Para as eleições municipais de 2020 temos 39 candidatos e candidatas indígenas a prefeito(a), 73 a vice-prefeito(a) e 2095 a vereador(a), em cerca de 550 municípios brasileiros (o Brasil tem 5.570 municípios). Compreender a participação indígena nesta etapa central da democracia representativa exigiria um olhar mais aproximado para cada um destes municípios, e também para as especificidades dos mais de 300 povos indígenas do Brasil, suas 247 línguas, seus modos de vida em aldeias, comunidades, cidades pequenas, médias ou grandes etc.

Há municípios com maior ou menor tradição de candidatos indígenas. Há aqueles cuja população é majoritariamente indígena e os que abarcam grandes porções de terras indígenas. Há candidatas e candidatos indígenas em grandes metrópoles. Existem candidaturas coletivas ou que partem de intenções e projetos coletivamente construídos e aquelas individuais, decorrentes, inclusive de cisões internas aos grupos. Quase todos os partidos brasileiros contam com filiados indígenas. Há aqueles(as) que estão se candidatando pela primeira vez e aqueles que tentam a reeleição; há candidatas(os) que falam perfeitamente o português e aqueles cuja língua indígena é a única na qual se comunicam; há homens e mulheres; jovens e mais velhos. Enfim, uma diversidade impossível de ser contemplada em estatísticas e gráficos. Ficamos com o tamanho e algumas informações sobre este universo, mas maiores detalhes só podem ser obtidos em pesquisas qualitativas ou etnográficas.
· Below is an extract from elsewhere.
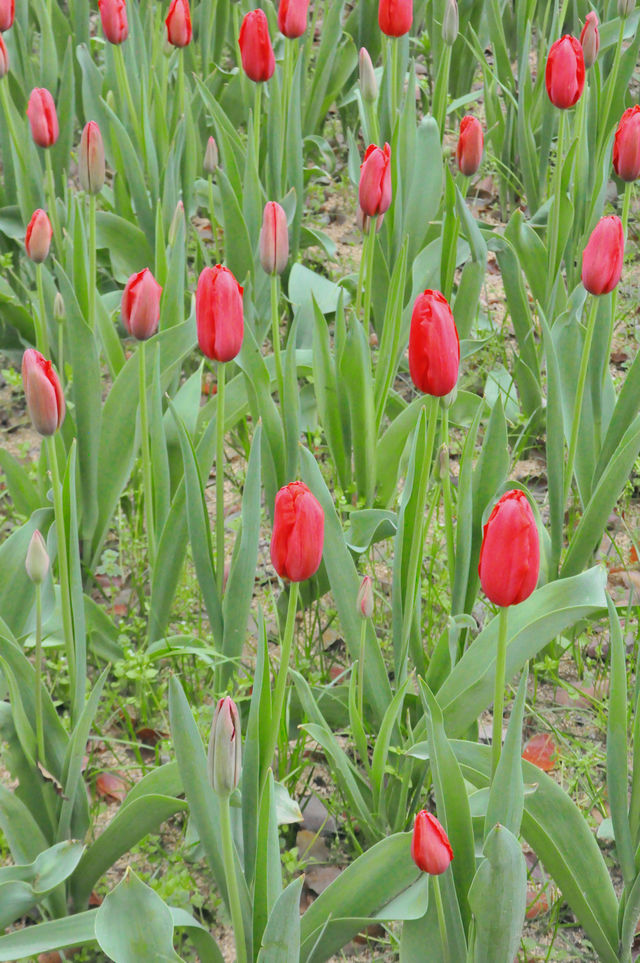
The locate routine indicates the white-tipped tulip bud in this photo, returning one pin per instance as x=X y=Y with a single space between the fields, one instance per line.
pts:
x=225 y=748
x=37 y=560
Algumas localidades já têm certo acúmulo de experiência indígena na política partidária e foram objeto de pesquisas qualitativas que refletiram sobre o tema. Dois exemplos são Santa Rosa do Purus e São Gabriel da Cachoeira. Ambos municípios amazônicos, o primeiro faz divisa com o Peru, no Acre; o segundo, está na fronteira com a Colômbia e a Venezuela, no Amazonas. Os dois possuem a maior parte da população composta por indígenas, conforme autodeclaração no último Censo feito pelo IBGE, em 2010.

A entrada indígena nos pleitos eleitorais destes dois municípios também tem aumentado ou ao menos permanecido constante nos últimos anos. Em São Gabriel da Cachoeira, este aumento ocorre desde a eleição do primeiro vice-prefeito indígena, em 1996 e, com ainda mais força, depois da eleição da primeira chapa composta por dois indígenas aos cargos de prefeito e vice-prefeito, em 2008. Já em Santa Rosa, a participação indígena acontece desde a primeira eleição municipal, em 1992, mas, diferentemente, de São Gabriel, nunca foi eleita uma chapa exclusivamente indígena. Desde então, as coligações com maiores chances de eleição são compostas por prefeito branco e vice indígena. Isto se dá, porque os políticos brancos perceberam ser impossível ganhar sem o apoio indígena.

Mas ao olharmos para as candidaturas Brasil afora colocadas na disputa deste ano, há poucas chapas compostas por prefeito e vice indígenas. Também é notória a dificuldade e a complexidade envolvidas na construção e manutenção de alianças indígenas na política partidária. A experiência dos dois indígenas que assumiram a prefeitura em São Gabriel mostrou quão delicada e frágil pode ser este tipo de aliança. Em Santa Rosa, não é diferente, as complexas disputas políticas existentes no interior dos grupos indígenas, muitas vezes, impedem que se unam em uma única candidatura. Mais uma vez, seria preciso ajustar o “zoom” da lente para compreender os contextos locais.